Ese, demasiado frecuentemente, es nuestro sofisticado y penoso estado. No podemos por más tiempo admirar verdaderamente a nadie. No podemos por más tiempo alabar a nadie. No podemos por más tiempo mirar el mundo con elogio o admiración. Más bien, nuestra mirada está perennemente agriada por el resentimiento, el cinismo, el juicio y los celos.

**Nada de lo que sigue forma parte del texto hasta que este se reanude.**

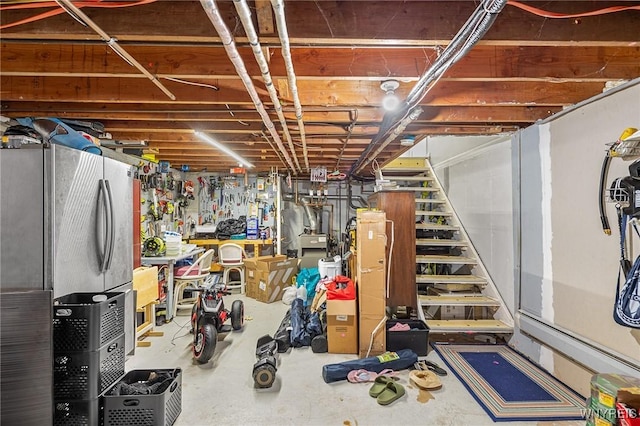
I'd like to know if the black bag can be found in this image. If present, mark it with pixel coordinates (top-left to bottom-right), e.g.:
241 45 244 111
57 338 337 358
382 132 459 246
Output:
322 349 418 383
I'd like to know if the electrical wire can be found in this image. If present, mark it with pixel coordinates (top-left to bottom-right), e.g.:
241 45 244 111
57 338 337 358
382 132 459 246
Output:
507 0 640 19
0 0 157 30
160 76 219 92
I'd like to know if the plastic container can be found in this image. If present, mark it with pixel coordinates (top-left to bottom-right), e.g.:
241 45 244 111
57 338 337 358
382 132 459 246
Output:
318 256 342 279
53 334 125 400
53 398 101 426
247 217 260 240
102 368 182 426
386 319 429 356
53 293 124 352
164 231 182 256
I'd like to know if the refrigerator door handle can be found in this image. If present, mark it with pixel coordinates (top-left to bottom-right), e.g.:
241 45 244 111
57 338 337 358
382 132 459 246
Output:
96 179 109 273
105 180 116 271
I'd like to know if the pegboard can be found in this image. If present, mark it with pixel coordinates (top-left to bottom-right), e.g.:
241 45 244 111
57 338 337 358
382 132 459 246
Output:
195 175 276 228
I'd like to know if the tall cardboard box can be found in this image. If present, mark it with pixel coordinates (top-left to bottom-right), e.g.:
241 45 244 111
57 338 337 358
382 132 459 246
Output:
327 300 358 354
244 255 298 303
356 210 387 358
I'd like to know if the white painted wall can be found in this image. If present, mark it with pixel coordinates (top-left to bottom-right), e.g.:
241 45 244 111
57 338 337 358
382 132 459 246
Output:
414 79 640 394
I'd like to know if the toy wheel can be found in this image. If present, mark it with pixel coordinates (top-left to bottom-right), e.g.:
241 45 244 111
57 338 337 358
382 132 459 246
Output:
193 324 218 364
231 300 244 330
253 364 276 388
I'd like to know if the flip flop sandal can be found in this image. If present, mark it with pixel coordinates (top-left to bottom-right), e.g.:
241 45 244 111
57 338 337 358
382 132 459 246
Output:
409 370 442 390
417 359 447 376
369 375 395 398
376 382 405 405
347 369 378 383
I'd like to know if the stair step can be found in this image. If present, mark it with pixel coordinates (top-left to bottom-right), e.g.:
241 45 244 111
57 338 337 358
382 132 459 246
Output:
415 198 444 204
416 238 469 247
418 294 500 306
383 175 435 182
416 274 487 285
416 222 460 231
416 254 478 265
416 210 453 217
427 319 513 333
396 186 440 192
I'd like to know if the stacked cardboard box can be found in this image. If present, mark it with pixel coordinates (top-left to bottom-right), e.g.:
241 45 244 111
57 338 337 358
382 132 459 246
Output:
244 255 298 303
327 300 358 354
356 210 387 358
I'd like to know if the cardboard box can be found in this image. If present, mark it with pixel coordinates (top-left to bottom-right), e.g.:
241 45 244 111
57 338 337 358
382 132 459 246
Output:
356 209 387 273
356 209 387 358
356 270 387 315
358 312 387 358
591 374 640 424
327 300 358 354
133 266 158 309
244 255 298 303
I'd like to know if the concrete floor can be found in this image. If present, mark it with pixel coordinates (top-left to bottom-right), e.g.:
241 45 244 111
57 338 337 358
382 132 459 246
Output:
126 295 584 426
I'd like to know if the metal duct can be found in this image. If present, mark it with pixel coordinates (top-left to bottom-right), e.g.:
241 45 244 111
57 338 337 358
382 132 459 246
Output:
271 0 309 172
200 0 297 175
233 0 302 172
350 0 507 174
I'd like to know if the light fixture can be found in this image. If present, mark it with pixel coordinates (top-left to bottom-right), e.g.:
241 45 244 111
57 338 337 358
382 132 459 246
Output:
400 135 416 146
194 130 255 168
380 80 400 111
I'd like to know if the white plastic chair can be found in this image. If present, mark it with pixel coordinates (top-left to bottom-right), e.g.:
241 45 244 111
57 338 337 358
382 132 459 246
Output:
218 243 247 294
173 249 215 317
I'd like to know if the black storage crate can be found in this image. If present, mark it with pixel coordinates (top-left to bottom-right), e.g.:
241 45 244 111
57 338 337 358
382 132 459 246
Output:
53 398 102 426
386 319 429 356
102 368 182 426
53 293 124 352
53 334 125 400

Podemos examinarnos a nosotros mismos en esto: Robert Moore desafía con frecuencia a su audiencia a hacerse esta pregunta: ¿Cuándo fue la última vez que te acercaste a una persona y le dijiste, especialmente a una más joven o cuyos talentos empequeñecen los tuyos, que tú la admiras, que tú admiras lo que hace, que sus dones enriquecen tu vida y que tú estás feliz de que su senda haya cruzado la tuya? ¿Cuándo fue la última vez que diste a alguien un saludo verdaderamente cordial? O, para volver a la pregunta: ¿Cuándo fue la última vez que alguien, especialmente alguno que sea amenazado por tus talentos, te dio una sincera felicitación?

No nos felicitamos unos a otros con facilidad ni con frecuencia, y esto traiciona secretos celos. Esto también revela una genuina falta moral en nuestras vidas. Tomás de Aquino afirmó una vez que privar de una felicitación a alguien que la merece es un pecado porque estamos quitándole algo del alimento que necesita para vivir. No admirar, no alabar, no felicitar no es un signo de sofisticación, sino un signo de inmadurez moral e inseguridad personal. Es también una de las más profundas razones por las que nos llenamos tan frecuentemente de amargos sentimientos de resentimiento e infelicidad.

¿Por qué nos sentimos tan frecuentemente amargados y resentidos? Nos  llenamos de resentimiento por muchas razones, aunque no la menor, porque hemos perdido las virtudes de la admiración y la alabanza.